Iniciativa de autoria do vereador Wanderley Porto (PRD), o projeto aponta a necessidade de mudar o Plano Diretor da capital para “incluir novas possibilidades de promover e desenvolver atividades econômicas modernas”. Estas atividades envolveriam, principalmente, a instalação de painéis de LED no hipercentro de BH, voltados à publicidade. Atualmente, o Plano Diretor vigente proíbe esse tipo de instalação.
As discussões sobre o PL nº 911/24 começaram após o início da tramitação de outro Projeto de Lei, o de nº 883/2024, que flexibiliza o Código de Posturas (Lei 8.616/2003) ao permitir a instalação de painéis entre 10 e 25 metros de altura, inclusive em imóveis tombados. O texto determina, ainda, outros três requisitos:
- Um engenho de publicidade para cada estabelecimento;
- Espessura máxima de 1,70 metros;
- Área máxima total que não ultrapasse 30% da fachada da instalação;
Segundo o documento, quando aplicada em imóvel tombado, a instalação não poderia obstruir totalmente ou danificar irreversivelmente elemento arquitetônico ou decorativo característico. Além disso, os engenhos de publicidade deverão assegurar, no mínimo, uma hora diária de conteúdo a ser definido pelo município, fracionados em inserções de 30 segundos.

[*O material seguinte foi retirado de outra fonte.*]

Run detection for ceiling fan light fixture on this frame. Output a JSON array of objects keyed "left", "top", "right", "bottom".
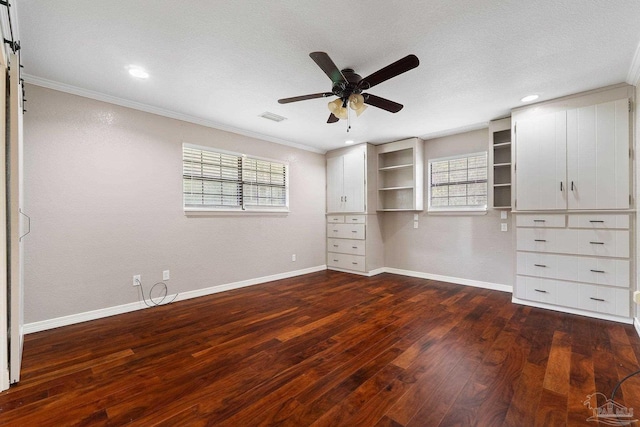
[{"left": 333, "top": 106, "right": 349, "bottom": 120}]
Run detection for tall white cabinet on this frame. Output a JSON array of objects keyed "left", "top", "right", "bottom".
[
  {"left": 326, "top": 144, "right": 383, "bottom": 275},
  {"left": 327, "top": 147, "right": 367, "bottom": 212},
  {"left": 512, "top": 85, "right": 636, "bottom": 322},
  {"left": 515, "top": 97, "right": 631, "bottom": 210}
]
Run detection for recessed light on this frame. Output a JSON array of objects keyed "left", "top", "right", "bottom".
[{"left": 129, "top": 65, "right": 149, "bottom": 79}]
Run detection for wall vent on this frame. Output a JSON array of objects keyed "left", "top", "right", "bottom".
[{"left": 260, "top": 111, "right": 286, "bottom": 122}]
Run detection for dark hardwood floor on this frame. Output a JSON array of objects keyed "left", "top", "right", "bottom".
[{"left": 0, "top": 271, "right": 640, "bottom": 426}]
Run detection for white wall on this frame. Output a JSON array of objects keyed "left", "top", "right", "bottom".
[
  {"left": 381, "top": 129, "right": 515, "bottom": 286},
  {"left": 24, "top": 85, "right": 325, "bottom": 323}
]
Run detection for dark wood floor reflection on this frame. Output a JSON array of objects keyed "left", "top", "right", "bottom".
[{"left": 0, "top": 271, "right": 640, "bottom": 426}]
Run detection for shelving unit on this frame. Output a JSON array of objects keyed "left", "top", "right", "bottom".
[
  {"left": 377, "top": 138, "right": 424, "bottom": 212},
  {"left": 489, "top": 118, "right": 511, "bottom": 209}
]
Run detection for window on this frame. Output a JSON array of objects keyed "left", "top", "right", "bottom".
[
  {"left": 429, "top": 152, "right": 487, "bottom": 212},
  {"left": 182, "top": 144, "right": 289, "bottom": 211}
]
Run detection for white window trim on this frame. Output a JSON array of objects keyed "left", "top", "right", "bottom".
[
  {"left": 427, "top": 151, "right": 489, "bottom": 215},
  {"left": 181, "top": 142, "right": 290, "bottom": 216}
]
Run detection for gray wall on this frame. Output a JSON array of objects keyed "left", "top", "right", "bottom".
[
  {"left": 380, "top": 129, "right": 515, "bottom": 286},
  {"left": 24, "top": 85, "right": 325, "bottom": 323}
]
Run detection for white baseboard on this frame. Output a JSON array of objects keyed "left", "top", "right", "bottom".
[
  {"left": 379, "top": 267, "right": 513, "bottom": 293},
  {"left": 24, "top": 265, "right": 327, "bottom": 334},
  {"left": 511, "top": 297, "right": 638, "bottom": 324}
]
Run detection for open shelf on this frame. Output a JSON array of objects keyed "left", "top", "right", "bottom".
[
  {"left": 489, "top": 118, "right": 511, "bottom": 209},
  {"left": 377, "top": 138, "right": 424, "bottom": 212}
]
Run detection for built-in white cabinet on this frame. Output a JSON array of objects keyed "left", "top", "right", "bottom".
[
  {"left": 326, "top": 144, "right": 383, "bottom": 275},
  {"left": 514, "top": 213, "right": 633, "bottom": 320},
  {"left": 514, "top": 98, "right": 630, "bottom": 211},
  {"left": 489, "top": 117, "right": 512, "bottom": 209},
  {"left": 377, "top": 138, "right": 424, "bottom": 211},
  {"left": 327, "top": 145, "right": 367, "bottom": 212}
]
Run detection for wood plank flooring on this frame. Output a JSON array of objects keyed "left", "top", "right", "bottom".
[{"left": 0, "top": 271, "right": 640, "bottom": 426}]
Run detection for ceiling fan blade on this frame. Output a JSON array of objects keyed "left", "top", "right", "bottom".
[
  {"left": 309, "top": 52, "right": 347, "bottom": 84},
  {"left": 358, "top": 55, "right": 420, "bottom": 90},
  {"left": 362, "top": 93, "right": 404, "bottom": 113},
  {"left": 278, "top": 92, "right": 333, "bottom": 104}
]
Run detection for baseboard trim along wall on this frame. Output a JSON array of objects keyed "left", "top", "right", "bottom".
[
  {"left": 380, "top": 267, "right": 513, "bottom": 293},
  {"left": 511, "top": 297, "right": 640, "bottom": 324},
  {"left": 24, "top": 265, "right": 513, "bottom": 334},
  {"left": 24, "top": 265, "right": 327, "bottom": 334}
]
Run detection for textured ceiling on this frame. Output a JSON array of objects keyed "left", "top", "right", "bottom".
[{"left": 12, "top": 0, "right": 640, "bottom": 151}]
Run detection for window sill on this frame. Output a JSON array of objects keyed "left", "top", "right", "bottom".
[
  {"left": 184, "top": 208, "right": 290, "bottom": 217},
  {"left": 427, "top": 209, "right": 488, "bottom": 216}
]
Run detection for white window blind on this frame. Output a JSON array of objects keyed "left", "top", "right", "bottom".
[
  {"left": 429, "top": 152, "right": 487, "bottom": 211},
  {"left": 182, "top": 144, "right": 289, "bottom": 211}
]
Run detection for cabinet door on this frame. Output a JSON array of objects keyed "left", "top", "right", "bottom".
[
  {"left": 343, "top": 151, "right": 365, "bottom": 212},
  {"left": 516, "top": 111, "right": 567, "bottom": 210},
  {"left": 567, "top": 98, "right": 630, "bottom": 209},
  {"left": 327, "top": 157, "right": 344, "bottom": 212}
]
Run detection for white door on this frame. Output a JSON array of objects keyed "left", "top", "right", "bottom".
[
  {"left": 327, "top": 156, "right": 344, "bottom": 212},
  {"left": 6, "top": 54, "right": 25, "bottom": 383},
  {"left": 343, "top": 151, "right": 366, "bottom": 212},
  {"left": 567, "top": 98, "right": 630, "bottom": 209},
  {"left": 515, "top": 111, "right": 567, "bottom": 210}
]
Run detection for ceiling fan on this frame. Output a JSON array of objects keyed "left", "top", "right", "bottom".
[{"left": 278, "top": 52, "right": 420, "bottom": 123}]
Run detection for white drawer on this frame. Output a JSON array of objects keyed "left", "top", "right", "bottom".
[
  {"left": 516, "top": 228, "right": 577, "bottom": 254},
  {"left": 578, "top": 257, "right": 630, "bottom": 289},
  {"left": 327, "top": 224, "right": 365, "bottom": 240},
  {"left": 344, "top": 215, "right": 367, "bottom": 224},
  {"left": 567, "top": 229, "right": 629, "bottom": 258},
  {"left": 327, "top": 215, "right": 344, "bottom": 224},
  {"left": 516, "top": 214, "right": 565, "bottom": 227},
  {"left": 516, "top": 276, "right": 579, "bottom": 308},
  {"left": 569, "top": 214, "right": 629, "bottom": 230},
  {"left": 327, "top": 252, "right": 365, "bottom": 271},
  {"left": 327, "top": 239, "right": 365, "bottom": 255},
  {"left": 516, "top": 252, "right": 629, "bottom": 288},
  {"left": 516, "top": 228, "right": 629, "bottom": 258},
  {"left": 577, "top": 285, "right": 630, "bottom": 317}
]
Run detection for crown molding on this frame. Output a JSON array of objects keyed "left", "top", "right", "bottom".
[
  {"left": 626, "top": 43, "right": 640, "bottom": 86},
  {"left": 23, "top": 74, "right": 326, "bottom": 154}
]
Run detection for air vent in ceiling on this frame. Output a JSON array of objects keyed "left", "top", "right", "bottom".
[{"left": 260, "top": 111, "right": 286, "bottom": 122}]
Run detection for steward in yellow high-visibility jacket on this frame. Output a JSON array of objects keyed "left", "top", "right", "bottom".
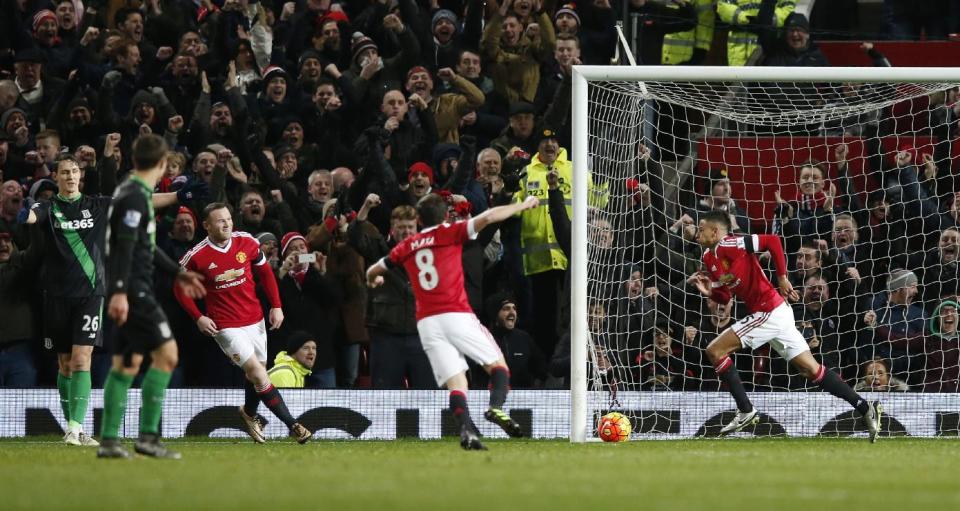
[
  {"left": 514, "top": 130, "right": 609, "bottom": 275},
  {"left": 267, "top": 331, "right": 317, "bottom": 389},
  {"left": 717, "top": 0, "right": 797, "bottom": 66},
  {"left": 662, "top": 0, "right": 717, "bottom": 65}
]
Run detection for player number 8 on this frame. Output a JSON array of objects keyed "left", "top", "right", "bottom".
[{"left": 414, "top": 248, "right": 440, "bottom": 291}]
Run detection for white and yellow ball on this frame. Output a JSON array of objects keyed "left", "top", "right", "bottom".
[{"left": 597, "top": 412, "right": 633, "bottom": 442}]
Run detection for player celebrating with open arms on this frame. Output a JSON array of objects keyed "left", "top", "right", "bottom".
[
  {"left": 367, "top": 194, "right": 540, "bottom": 450},
  {"left": 97, "top": 135, "right": 205, "bottom": 459},
  {"left": 687, "top": 211, "right": 883, "bottom": 442},
  {"left": 173, "top": 202, "right": 313, "bottom": 444}
]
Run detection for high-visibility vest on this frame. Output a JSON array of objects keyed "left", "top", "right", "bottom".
[
  {"left": 663, "top": 0, "right": 717, "bottom": 65},
  {"left": 717, "top": 0, "right": 797, "bottom": 66},
  {"left": 514, "top": 149, "right": 609, "bottom": 275}
]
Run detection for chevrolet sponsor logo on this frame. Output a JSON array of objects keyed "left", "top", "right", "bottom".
[{"left": 213, "top": 268, "right": 243, "bottom": 282}]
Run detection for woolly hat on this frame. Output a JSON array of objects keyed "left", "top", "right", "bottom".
[
  {"left": 0, "top": 107, "right": 27, "bottom": 130},
  {"left": 273, "top": 144, "right": 297, "bottom": 161},
  {"left": 553, "top": 3, "right": 580, "bottom": 26},
  {"left": 703, "top": 169, "right": 730, "bottom": 195},
  {"left": 510, "top": 101, "right": 537, "bottom": 117},
  {"left": 407, "top": 66, "right": 433, "bottom": 80},
  {"left": 297, "top": 50, "right": 323, "bottom": 69},
  {"left": 287, "top": 330, "right": 317, "bottom": 357},
  {"left": 430, "top": 9, "right": 457, "bottom": 30},
  {"left": 263, "top": 65, "right": 290, "bottom": 83},
  {"left": 407, "top": 161, "right": 433, "bottom": 184},
  {"left": 887, "top": 270, "right": 917, "bottom": 292},
  {"left": 33, "top": 9, "right": 57, "bottom": 33},
  {"left": 67, "top": 94, "right": 93, "bottom": 113},
  {"left": 280, "top": 231, "right": 307, "bottom": 255},
  {"left": 350, "top": 32, "right": 380, "bottom": 62},
  {"left": 431, "top": 143, "right": 463, "bottom": 169},
  {"left": 13, "top": 46, "right": 47, "bottom": 64},
  {"left": 783, "top": 12, "right": 810, "bottom": 32}
]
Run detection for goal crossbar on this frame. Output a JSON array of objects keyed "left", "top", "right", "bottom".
[{"left": 570, "top": 65, "right": 960, "bottom": 442}]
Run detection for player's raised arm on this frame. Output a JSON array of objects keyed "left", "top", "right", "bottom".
[
  {"left": 752, "top": 234, "right": 800, "bottom": 302},
  {"left": 470, "top": 197, "right": 540, "bottom": 232},
  {"left": 253, "top": 252, "right": 283, "bottom": 330},
  {"left": 367, "top": 258, "right": 387, "bottom": 287}
]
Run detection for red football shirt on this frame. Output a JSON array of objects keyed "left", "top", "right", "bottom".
[
  {"left": 703, "top": 234, "right": 787, "bottom": 312},
  {"left": 384, "top": 220, "right": 477, "bottom": 321},
  {"left": 180, "top": 231, "right": 267, "bottom": 328}
]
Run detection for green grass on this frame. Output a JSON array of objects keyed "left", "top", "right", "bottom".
[{"left": 0, "top": 438, "right": 960, "bottom": 511}]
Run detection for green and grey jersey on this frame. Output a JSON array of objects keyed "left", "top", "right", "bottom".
[{"left": 33, "top": 195, "right": 111, "bottom": 298}]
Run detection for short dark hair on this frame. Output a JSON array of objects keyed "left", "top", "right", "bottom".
[
  {"left": 133, "top": 133, "right": 170, "bottom": 170},
  {"left": 203, "top": 202, "right": 233, "bottom": 222},
  {"left": 700, "top": 210, "right": 733, "bottom": 232},
  {"left": 417, "top": 193, "right": 447, "bottom": 227},
  {"left": 53, "top": 153, "right": 80, "bottom": 174}
]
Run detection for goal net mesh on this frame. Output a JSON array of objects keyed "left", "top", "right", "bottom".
[{"left": 573, "top": 77, "right": 960, "bottom": 437}]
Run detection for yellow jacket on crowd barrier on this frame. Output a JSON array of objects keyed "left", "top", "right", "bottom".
[
  {"left": 514, "top": 148, "right": 609, "bottom": 275},
  {"left": 663, "top": 0, "right": 717, "bottom": 65},
  {"left": 267, "top": 351, "right": 311, "bottom": 389},
  {"left": 717, "top": 0, "right": 797, "bottom": 66}
]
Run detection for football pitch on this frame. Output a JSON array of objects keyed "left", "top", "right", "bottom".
[{"left": 0, "top": 438, "right": 960, "bottom": 511}]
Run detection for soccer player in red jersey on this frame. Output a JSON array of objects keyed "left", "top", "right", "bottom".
[
  {"left": 688, "top": 211, "right": 883, "bottom": 442},
  {"left": 174, "top": 202, "right": 313, "bottom": 444},
  {"left": 367, "top": 194, "right": 539, "bottom": 450}
]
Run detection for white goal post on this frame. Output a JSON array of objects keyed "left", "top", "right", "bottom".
[{"left": 570, "top": 66, "right": 960, "bottom": 442}]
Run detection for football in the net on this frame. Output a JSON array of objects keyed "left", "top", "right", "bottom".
[{"left": 597, "top": 412, "right": 631, "bottom": 442}]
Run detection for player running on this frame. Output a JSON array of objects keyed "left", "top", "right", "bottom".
[
  {"left": 24, "top": 133, "right": 184, "bottom": 446},
  {"left": 687, "top": 211, "right": 883, "bottom": 442},
  {"left": 173, "top": 202, "right": 313, "bottom": 444},
  {"left": 367, "top": 194, "right": 540, "bottom": 450},
  {"left": 97, "top": 135, "right": 205, "bottom": 459}
]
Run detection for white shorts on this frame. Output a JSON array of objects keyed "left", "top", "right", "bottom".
[
  {"left": 213, "top": 320, "right": 267, "bottom": 366},
  {"left": 417, "top": 312, "right": 503, "bottom": 387},
  {"left": 730, "top": 303, "right": 810, "bottom": 361}
]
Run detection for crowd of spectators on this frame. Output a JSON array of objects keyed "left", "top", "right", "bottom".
[{"left": 0, "top": 0, "right": 960, "bottom": 391}]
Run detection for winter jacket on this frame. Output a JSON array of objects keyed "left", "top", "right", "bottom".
[{"left": 480, "top": 13, "right": 557, "bottom": 103}]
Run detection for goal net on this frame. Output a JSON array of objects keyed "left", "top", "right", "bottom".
[{"left": 570, "top": 66, "right": 960, "bottom": 441}]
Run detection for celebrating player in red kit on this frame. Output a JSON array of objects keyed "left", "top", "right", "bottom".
[
  {"left": 174, "top": 202, "right": 313, "bottom": 444},
  {"left": 688, "top": 211, "right": 883, "bottom": 442},
  {"left": 367, "top": 194, "right": 539, "bottom": 450}
]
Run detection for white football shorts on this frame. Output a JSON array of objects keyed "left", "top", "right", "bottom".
[
  {"left": 730, "top": 302, "right": 810, "bottom": 361},
  {"left": 417, "top": 312, "right": 503, "bottom": 387},
  {"left": 213, "top": 319, "right": 267, "bottom": 366}
]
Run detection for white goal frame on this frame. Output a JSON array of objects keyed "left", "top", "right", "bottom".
[{"left": 570, "top": 66, "right": 960, "bottom": 443}]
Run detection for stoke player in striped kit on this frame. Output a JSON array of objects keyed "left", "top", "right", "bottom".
[{"left": 687, "top": 211, "right": 883, "bottom": 442}]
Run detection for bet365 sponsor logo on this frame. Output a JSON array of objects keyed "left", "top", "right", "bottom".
[{"left": 53, "top": 218, "right": 93, "bottom": 231}]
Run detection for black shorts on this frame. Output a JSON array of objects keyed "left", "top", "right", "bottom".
[
  {"left": 114, "top": 295, "right": 173, "bottom": 356},
  {"left": 43, "top": 293, "right": 103, "bottom": 353}
]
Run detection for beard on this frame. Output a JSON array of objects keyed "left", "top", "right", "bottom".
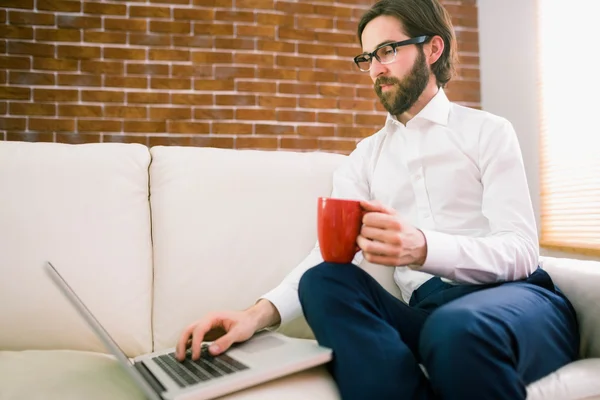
[{"left": 374, "top": 49, "right": 430, "bottom": 117}]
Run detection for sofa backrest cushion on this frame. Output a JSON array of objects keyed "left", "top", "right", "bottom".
[
  {"left": 150, "top": 146, "right": 344, "bottom": 349},
  {"left": 540, "top": 257, "right": 600, "bottom": 358},
  {"left": 0, "top": 142, "right": 152, "bottom": 356}
]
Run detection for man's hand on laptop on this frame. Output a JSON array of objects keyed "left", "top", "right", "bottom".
[{"left": 176, "top": 299, "right": 280, "bottom": 361}]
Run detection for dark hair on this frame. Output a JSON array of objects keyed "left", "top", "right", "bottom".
[{"left": 358, "top": 0, "right": 457, "bottom": 87}]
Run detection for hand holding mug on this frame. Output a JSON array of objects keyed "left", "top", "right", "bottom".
[{"left": 357, "top": 201, "right": 427, "bottom": 267}]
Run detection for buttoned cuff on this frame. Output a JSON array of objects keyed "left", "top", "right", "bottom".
[
  {"left": 411, "top": 230, "right": 460, "bottom": 278},
  {"left": 259, "top": 284, "right": 302, "bottom": 330}
]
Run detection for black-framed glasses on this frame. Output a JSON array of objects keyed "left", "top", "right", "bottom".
[{"left": 354, "top": 35, "right": 429, "bottom": 72}]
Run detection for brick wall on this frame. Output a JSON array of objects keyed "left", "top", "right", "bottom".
[{"left": 0, "top": 0, "right": 480, "bottom": 153}]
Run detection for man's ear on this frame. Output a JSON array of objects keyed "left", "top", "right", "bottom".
[{"left": 425, "top": 35, "right": 444, "bottom": 65}]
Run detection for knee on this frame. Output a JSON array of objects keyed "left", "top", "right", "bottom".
[{"left": 298, "top": 262, "right": 364, "bottom": 303}]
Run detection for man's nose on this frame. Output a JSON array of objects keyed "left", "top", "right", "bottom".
[{"left": 369, "top": 57, "right": 387, "bottom": 81}]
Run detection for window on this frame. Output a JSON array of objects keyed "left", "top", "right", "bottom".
[{"left": 537, "top": 0, "right": 600, "bottom": 255}]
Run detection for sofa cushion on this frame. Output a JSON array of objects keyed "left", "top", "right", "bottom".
[
  {"left": 0, "top": 142, "right": 152, "bottom": 356},
  {"left": 0, "top": 350, "right": 144, "bottom": 400},
  {"left": 540, "top": 257, "right": 600, "bottom": 358},
  {"left": 150, "top": 146, "right": 344, "bottom": 349}
]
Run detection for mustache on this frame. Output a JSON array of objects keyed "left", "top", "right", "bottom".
[{"left": 375, "top": 76, "right": 400, "bottom": 89}]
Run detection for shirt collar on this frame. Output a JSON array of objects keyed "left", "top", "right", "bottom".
[{"left": 385, "top": 88, "right": 450, "bottom": 126}]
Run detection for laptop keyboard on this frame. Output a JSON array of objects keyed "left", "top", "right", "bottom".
[{"left": 153, "top": 345, "right": 248, "bottom": 387}]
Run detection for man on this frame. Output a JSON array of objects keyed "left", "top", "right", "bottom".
[{"left": 178, "top": 0, "right": 579, "bottom": 400}]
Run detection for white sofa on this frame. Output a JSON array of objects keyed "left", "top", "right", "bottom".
[{"left": 0, "top": 142, "right": 600, "bottom": 400}]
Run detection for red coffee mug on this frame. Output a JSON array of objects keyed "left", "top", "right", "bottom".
[{"left": 317, "top": 197, "right": 364, "bottom": 264}]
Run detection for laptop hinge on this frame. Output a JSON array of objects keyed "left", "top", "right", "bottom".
[{"left": 133, "top": 361, "right": 167, "bottom": 397}]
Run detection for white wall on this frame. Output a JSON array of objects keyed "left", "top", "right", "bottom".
[{"left": 477, "top": 0, "right": 591, "bottom": 259}]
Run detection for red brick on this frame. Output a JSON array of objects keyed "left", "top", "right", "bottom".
[
  {"left": 215, "top": 10, "right": 254, "bottom": 22},
  {"left": 173, "top": 8, "right": 215, "bottom": 21},
  {"left": 194, "top": 22, "right": 233, "bottom": 36},
  {"left": 58, "top": 104, "right": 102, "bottom": 117},
  {"left": 236, "top": 81, "right": 277, "bottom": 93},
  {"left": 279, "top": 137, "right": 319, "bottom": 151},
  {"left": 104, "top": 75, "right": 148, "bottom": 89},
  {"left": 127, "top": 92, "right": 169, "bottom": 104},
  {"left": 298, "top": 97, "right": 338, "bottom": 109},
  {"left": 102, "top": 134, "right": 148, "bottom": 145},
  {"left": 296, "top": 15, "right": 333, "bottom": 29},
  {"left": 84, "top": 0, "right": 127, "bottom": 15},
  {"left": 37, "top": 0, "right": 81, "bottom": 12},
  {"left": 167, "top": 121, "right": 210, "bottom": 134},
  {"left": 81, "top": 60, "right": 125, "bottom": 75},
  {"left": 103, "top": 47, "right": 146, "bottom": 60},
  {"left": 148, "top": 49, "right": 191, "bottom": 61},
  {"left": 212, "top": 122, "right": 254, "bottom": 135},
  {"left": 127, "top": 63, "right": 169, "bottom": 76},
  {"left": 235, "top": 0, "right": 275, "bottom": 10},
  {"left": 298, "top": 43, "right": 336, "bottom": 55},
  {"left": 123, "top": 120, "right": 167, "bottom": 133},
  {"left": 236, "top": 25, "right": 275, "bottom": 38},
  {"left": 194, "top": 79, "right": 235, "bottom": 90},
  {"left": 8, "top": 11, "right": 55, "bottom": 25},
  {"left": 277, "top": 55, "right": 315, "bottom": 68},
  {"left": 0, "top": 25, "right": 33, "bottom": 40},
  {"left": 9, "top": 103, "right": 56, "bottom": 116},
  {"left": 129, "top": 33, "right": 171, "bottom": 46},
  {"left": 57, "top": 14, "right": 102, "bottom": 29},
  {"left": 150, "top": 21, "right": 191, "bottom": 34},
  {"left": 298, "top": 70, "right": 337, "bottom": 82},
  {"left": 56, "top": 133, "right": 101, "bottom": 144},
  {"left": 77, "top": 119, "right": 123, "bottom": 132},
  {"left": 29, "top": 118, "right": 75, "bottom": 132},
  {"left": 81, "top": 90, "right": 124, "bottom": 103},
  {"left": 173, "top": 35, "right": 214, "bottom": 48},
  {"left": 317, "top": 111, "right": 354, "bottom": 124},
  {"left": 0, "top": 55, "right": 31, "bottom": 70},
  {"left": 150, "top": 107, "right": 192, "bottom": 120},
  {"left": 33, "top": 57, "right": 78, "bottom": 71},
  {"left": 257, "top": 68, "right": 302, "bottom": 81},
  {"left": 235, "top": 108, "right": 275, "bottom": 121},
  {"left": 58, "top": 75, "right": 102, "bottom": 86},
  {"left": 104, "top": 18, "right": 148, "bottom": 32},
  {"left": 254, "top": 122, "right": 295, "bottom": 135},
  {"left": 104, "top": 105, "right": 148, "bottom": 119},
  {"left": 129, "top": 6, "right": 171, "bottom": 18},
  {"left": 0, "top": 117, "right": 27, "bottom": 130},
  {"left": 277, "top": 110, "right": 317, "bottom": 122},
  {"left": 256, "top": 40, "right": 296, "bottom": 53},
  {"left": 215, "top": 67, "right": 256, "bottom": 79},
  {"left": 35, "top": 28, "right": 81, "bottom": 42},
  {"left": 279, "top": 82, "right": 317, "bottom": 94},
  {"left": 235, "top": 136, "right": 279, "bottom": 150},
  {"left": 256, "top": 12, "right": 294, "bottom": 26},
  {"left": 6, "top": 128, "right": 54, "bottom": 142},
  {"left": 58, "top": 45, "right": 102, "bottom": 59},
  {"left": 2, "top": 0, "right": 33, "bottom": 9},
  {"left": 319, "top": 84, "right": 355, "bottom": 97},
  {"left": 150, "top": 77, "right": 192, "bottom": 90},
  {"left": 215, "top": 94, "right": 256, "bottom": 106},
  {"left": 319, "top": 139, "right": 356, "bottom": 153},
  {"left": 9, "top": 71, "right": 56, "bottom": 85},
  {"left": 194, "top": 108, "right": 233, "bottom": 121},
  {"left": 8, "top": 40, "right": 54, "bottom": 57},
  {"left": 83, "top": 31, "right": 127, "bottom": 44},
  {"left": 298, "top": 125, "right": 335, "bottom": 137},
  {"left": 258, "top": 96, "right": 298, "bottom": 108},
  {"left": 33, "top": 89, "right": 79, "bottom": 102}
]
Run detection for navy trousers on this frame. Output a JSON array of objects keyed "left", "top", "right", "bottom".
[{"left": 298, "top": 263, "right": 579, "bottom": 400}]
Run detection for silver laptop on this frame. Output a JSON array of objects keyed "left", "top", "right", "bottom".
[{"left": 46, "top": 262, "right": 332, "bottom": 400}]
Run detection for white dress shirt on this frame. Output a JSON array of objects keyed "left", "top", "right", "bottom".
[{"left": 263, "top": 89, "right": 539, "bottom": 324}]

A proposta argumenta que a Área de Diretrizes Especiais (ADE) da Avenida do Contorno, que compreende a Praça Sete, é “destinada a reforçar a identidade da área central por meio da proteção de porção do território reconhecida por seu valor simbólico e cultural tendo como objetivo a valorização do centro principal do município estimulando a convivência entre atividades econômicas tradicionais e modernas”.
Agora, o PL nº 911/24 aguarda votação em segundo turno na Câmara.